No RE 593.849/MG, a contribuinte pretendeu, em sede de MS preventivo, declarar o seu direito de compensar o ICMS recolhido a maior nas operações realizadas sob a sistemática da substituição tributária em que o valor final da operação ocorresse em montante inferior ao presumido pelo Fisco de Minas Gerais, segundo sua interpretação do artigo 150, parágrafo 7º da CF/88. Para tanto, requereu a declaração de inconstitucionalidade dos artigos 73 a 109 do Anexo XV do RICMS daquele estado.
O STF, por maioria, declarou o direito dos contribuintes à restituição do montante recolhido a maior quando o fato gerador ocorresse em dimensão inferior à presumida à luz do artigo 150, parágrafo 7º da CF/88.
A tese ficou assim resumida: “É devida a restituição da diferença do Imposto de Circulação de Mercadorias – ICMS pago a mais no regime de substituição tributária para frente se a base de cálculo efetiva da operação for inferior à presumida” (Tese 201 de repercussão geral).
Não obstante a clareza do posicionamento do STF sobre a questão, o Fisco do estado de São Paulo concluiu que a devolução do imposto estadual se aplica apenas na hipótese de fixação de base de cálculo por autoridade competente, conforme se percebe da Portaria CAT 42, de 21.05.p.p., que criou um sistema para ressarcimento do imposto pago por substituição tributária, e o Comunicado CAT 6, também de 21.05.p.p. que esclarece a posição do Fisco quanto à devolução do imposto:
“Comunica que, nos termos do Parecer PAT 03/2018, somente haverá direito ao ressarcimento do imposto pago antecipadamente pelo regime de substituição tributária, em virtude de operação final com mercadoria ou serviço com valor inferior à base de cálculo presumida, nas situações em que o preço final a consumidor, único ou máximo, tenha sido autorizado ou fixado por autoridade competente (§ 3º do artigo 66-B da Lei estadual 6.374/1989).

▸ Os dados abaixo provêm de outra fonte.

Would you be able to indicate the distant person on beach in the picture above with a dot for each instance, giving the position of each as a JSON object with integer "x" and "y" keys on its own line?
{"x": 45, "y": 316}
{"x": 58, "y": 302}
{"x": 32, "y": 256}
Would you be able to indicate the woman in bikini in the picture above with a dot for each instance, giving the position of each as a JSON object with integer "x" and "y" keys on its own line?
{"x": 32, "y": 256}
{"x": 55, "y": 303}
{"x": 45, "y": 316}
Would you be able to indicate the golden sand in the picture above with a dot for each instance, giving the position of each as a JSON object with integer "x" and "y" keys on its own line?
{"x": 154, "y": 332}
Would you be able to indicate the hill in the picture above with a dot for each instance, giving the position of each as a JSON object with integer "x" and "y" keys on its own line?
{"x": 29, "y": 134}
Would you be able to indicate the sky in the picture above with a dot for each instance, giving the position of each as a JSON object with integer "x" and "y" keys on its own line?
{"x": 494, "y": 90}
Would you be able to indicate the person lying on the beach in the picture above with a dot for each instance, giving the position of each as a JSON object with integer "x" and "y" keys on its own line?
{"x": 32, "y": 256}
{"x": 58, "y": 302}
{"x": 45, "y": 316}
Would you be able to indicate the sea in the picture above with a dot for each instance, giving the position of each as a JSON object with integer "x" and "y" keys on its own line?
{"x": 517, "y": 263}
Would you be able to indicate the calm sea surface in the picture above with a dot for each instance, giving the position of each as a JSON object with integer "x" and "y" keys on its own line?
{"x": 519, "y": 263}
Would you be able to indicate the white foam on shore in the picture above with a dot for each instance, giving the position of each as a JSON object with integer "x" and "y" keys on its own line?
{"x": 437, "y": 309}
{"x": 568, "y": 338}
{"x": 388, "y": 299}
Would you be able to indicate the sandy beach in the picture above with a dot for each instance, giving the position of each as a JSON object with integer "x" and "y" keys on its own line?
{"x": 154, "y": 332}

Nos casos em que a base de cálculo do ICMS devido por substituição tributária não é fixada nos termos do artigo 28 Lei estadual 6.374/1989 (preço final a consumidor, único ou máximo, autorizado ou fixado por autoridade competente), não será objeto de ressarcimento o valor do imposto eventualmente retido a maior, correspondente à diferença entre o valor que serviu de base à retenção e o valor da operação realizada com consumidor final”.
Assim, é evidente que o Fisco do estado de São Paulo não observou o decidido pelo STF nos julgamentos em questão, conforme reconhecimento expresso do Parecer PAT 03/2018, citado pelo Comunicado CAT 6/2018, elaborado pela PGE de São Paulo para analisar a extensão do julgamento da ADI 2.777, decidida em conjunto com o RE 593.849/MG, submetido ao rito da repercussão geral:
“33. Portanto, é certo que no curso do julgamento da ADI a lei paulista sofreu alteração não submetida a julgamento, a ensejar sua normal aplicação pela Administração Tributária, pois a regra do parágrafo terceiro do artigo 66-B da Lei nº 6.374/89 não foi objeto de decisão na ação direta. Por outro lado, também é certo que no julgamento do recurso extraordinário, que pautará as decisões sobre casos concretos pelo judiciário, não houve qualquer entrave à extensão do artigo 150, § 7°, da Carta Política às hipóteses de base de cálculo real menor que a presumida, independentemente da legislação local.
34. Em conclusão, a Administração Tributária deve aplicar, como regra, o artigo 66-B, II, e § 3° da Lei estadual nº 6.374/89, podendo indeferir todos os pedidos de restituição que não sejam de preços fixados por autoridade competente, por inaptos perante a legislação em vigor.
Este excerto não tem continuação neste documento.